Je n’aime pas ressentir les choses que je ressens lorsque je vois des hommes crier sur des femmes d’une manière dont je sais qu’ils n’oseraient jamais crier sur des hommes (quelle que soit la « passion » qu’ils ressentent). Je préférerais ne pas faire les liens que je fais. Ce n’est pas de l’opportunisme. Ce n’est pas une arme que j’aime manier. À bien des égards, je préférerais oublier avoir ressenti tout cela, mais je n’y arrive pas. Tant que je n’y parviendrai pas, j’enrage de voir que des hommes qui exploitent la peur des femmes – qui connaissent suffisamment la domination masculine pour l’exercer, mais pas assez pour la reconnaître – ont encore le culot de dire aux femmes quels sont les hommes dont nous devons « vraiment » nous inquiéter.
Pensent-ils que les femmes qui trouvent leur comportement problématique n’ont pas été suffisamment frappées ou violées pour savoir ce qu’est la « vraie » » misogynie ? Nous voient-ils un peu comme des enfants gâtées – en train de nous agiter pour un peu de cris et de doigts pointés ? Ne comprennent-ils pas que l’expérience des comportements extrêmes, loin de banaliser les autres manifestations de la misogynie, nous rend encore plus attentif à ses courants sous-jacents ?
Je suis tout à fait consciente que, de la même manière que je n’ai jamais trouvé le moyen d’échapper à une confrontation par le passé, il n’y a aucun moyen d’exprimer cela de manière convaincante aux hommes qui aiment crier sur les femmes.

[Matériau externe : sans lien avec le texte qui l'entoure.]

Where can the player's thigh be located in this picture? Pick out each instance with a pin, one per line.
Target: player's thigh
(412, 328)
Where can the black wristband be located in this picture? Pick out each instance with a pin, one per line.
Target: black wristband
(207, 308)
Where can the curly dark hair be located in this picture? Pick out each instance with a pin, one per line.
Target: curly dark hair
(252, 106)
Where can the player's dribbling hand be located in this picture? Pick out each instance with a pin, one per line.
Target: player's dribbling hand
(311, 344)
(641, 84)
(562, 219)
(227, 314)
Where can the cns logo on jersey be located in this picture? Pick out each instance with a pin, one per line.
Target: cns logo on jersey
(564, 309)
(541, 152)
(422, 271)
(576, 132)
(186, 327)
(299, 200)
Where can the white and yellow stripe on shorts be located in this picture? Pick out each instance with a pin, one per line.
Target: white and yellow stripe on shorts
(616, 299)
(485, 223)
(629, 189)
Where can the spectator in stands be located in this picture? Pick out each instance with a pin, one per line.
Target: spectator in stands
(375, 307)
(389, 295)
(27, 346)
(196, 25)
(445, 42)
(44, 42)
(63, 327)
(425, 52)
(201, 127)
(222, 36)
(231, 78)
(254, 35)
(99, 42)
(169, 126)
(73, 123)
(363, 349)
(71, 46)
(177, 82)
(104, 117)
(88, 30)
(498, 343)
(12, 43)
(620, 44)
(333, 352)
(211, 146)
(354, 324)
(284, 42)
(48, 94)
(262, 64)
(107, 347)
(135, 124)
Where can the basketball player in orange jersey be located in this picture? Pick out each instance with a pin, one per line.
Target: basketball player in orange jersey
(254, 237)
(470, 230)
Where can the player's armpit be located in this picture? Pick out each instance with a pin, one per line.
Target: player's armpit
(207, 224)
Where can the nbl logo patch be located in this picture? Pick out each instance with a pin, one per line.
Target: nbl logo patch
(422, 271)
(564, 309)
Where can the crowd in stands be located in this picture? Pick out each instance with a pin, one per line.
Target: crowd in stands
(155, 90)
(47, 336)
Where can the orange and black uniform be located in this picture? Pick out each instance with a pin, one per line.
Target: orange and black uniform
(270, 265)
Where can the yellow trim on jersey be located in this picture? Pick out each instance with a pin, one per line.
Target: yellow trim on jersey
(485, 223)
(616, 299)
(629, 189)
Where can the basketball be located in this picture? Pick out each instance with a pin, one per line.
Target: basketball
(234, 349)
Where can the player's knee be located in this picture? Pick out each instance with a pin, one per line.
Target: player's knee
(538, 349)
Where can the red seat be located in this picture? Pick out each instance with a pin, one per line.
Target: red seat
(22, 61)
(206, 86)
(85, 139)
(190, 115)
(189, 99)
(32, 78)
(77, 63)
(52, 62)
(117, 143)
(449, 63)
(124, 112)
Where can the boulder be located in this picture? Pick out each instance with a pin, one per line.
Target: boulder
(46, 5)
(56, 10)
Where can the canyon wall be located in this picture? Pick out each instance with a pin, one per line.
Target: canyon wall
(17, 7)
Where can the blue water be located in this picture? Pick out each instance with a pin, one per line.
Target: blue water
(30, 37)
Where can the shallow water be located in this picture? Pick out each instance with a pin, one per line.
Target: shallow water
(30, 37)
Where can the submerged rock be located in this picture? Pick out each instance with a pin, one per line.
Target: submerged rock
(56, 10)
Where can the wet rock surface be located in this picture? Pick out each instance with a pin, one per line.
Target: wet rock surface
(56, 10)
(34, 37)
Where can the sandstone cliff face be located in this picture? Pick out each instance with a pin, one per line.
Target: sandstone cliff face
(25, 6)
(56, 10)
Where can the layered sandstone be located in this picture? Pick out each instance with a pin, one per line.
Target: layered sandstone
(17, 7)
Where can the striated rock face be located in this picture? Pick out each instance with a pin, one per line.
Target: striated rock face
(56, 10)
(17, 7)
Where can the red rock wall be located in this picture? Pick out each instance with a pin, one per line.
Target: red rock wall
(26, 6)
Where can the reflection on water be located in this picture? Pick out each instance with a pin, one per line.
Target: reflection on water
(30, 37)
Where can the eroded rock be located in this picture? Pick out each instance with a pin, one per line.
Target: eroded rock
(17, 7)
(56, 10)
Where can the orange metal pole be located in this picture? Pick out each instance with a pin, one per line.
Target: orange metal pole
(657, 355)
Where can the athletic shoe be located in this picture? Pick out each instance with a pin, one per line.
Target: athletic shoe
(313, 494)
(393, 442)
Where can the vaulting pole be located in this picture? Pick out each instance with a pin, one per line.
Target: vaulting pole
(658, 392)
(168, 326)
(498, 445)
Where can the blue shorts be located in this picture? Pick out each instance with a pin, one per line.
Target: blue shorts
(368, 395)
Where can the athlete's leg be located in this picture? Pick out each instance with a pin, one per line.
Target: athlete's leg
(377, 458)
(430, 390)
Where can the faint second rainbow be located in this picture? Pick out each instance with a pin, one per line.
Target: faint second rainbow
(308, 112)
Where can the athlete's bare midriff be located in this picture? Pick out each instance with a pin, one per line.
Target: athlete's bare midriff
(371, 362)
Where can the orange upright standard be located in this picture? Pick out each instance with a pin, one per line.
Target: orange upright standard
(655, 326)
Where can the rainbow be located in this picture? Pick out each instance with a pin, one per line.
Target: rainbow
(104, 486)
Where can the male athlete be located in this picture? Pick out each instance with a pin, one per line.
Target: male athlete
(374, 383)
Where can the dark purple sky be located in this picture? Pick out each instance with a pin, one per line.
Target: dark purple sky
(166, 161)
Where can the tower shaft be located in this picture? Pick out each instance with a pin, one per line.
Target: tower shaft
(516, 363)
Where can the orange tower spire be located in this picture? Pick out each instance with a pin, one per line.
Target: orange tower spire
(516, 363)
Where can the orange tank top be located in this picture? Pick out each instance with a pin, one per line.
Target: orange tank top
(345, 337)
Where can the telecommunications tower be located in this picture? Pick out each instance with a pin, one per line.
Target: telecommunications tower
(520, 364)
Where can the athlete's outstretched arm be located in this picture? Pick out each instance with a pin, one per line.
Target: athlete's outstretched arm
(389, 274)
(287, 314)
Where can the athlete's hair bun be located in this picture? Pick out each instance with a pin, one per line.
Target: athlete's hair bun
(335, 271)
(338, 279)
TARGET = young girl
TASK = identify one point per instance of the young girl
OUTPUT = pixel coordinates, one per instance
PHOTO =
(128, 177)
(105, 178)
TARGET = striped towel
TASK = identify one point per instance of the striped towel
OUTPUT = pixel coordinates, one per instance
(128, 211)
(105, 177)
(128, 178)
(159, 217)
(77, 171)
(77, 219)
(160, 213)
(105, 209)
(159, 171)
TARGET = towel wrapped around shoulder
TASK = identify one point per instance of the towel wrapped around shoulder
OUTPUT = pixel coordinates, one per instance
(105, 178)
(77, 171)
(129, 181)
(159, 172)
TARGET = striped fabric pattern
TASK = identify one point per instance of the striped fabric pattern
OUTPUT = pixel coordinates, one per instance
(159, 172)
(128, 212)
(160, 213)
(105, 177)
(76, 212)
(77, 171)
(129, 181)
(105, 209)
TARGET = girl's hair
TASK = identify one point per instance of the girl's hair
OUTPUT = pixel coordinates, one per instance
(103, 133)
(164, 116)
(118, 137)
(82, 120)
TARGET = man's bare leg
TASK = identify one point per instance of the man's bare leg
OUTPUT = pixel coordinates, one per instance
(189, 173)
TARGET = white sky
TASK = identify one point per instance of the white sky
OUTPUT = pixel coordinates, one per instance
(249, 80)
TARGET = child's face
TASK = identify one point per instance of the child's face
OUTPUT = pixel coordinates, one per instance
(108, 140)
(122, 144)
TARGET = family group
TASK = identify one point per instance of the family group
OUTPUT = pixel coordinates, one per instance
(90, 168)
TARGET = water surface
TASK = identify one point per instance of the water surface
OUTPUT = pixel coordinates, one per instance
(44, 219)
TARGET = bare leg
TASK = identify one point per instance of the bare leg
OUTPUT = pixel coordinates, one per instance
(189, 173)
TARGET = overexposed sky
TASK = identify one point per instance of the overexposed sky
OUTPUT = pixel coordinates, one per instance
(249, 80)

À leurs yeux, j’utilise le traumatisme comme une arme. Je suis pleurnicharde et manipulatrice. Je joue la victime. Je vois des menaces de violence partout.
Ils diront « il ne s’est rien passé », et à la base, ils auront raison. Mais je pense que ce « rien » a de l’importance. Je pense que ce « rien » mérite d’être nommé.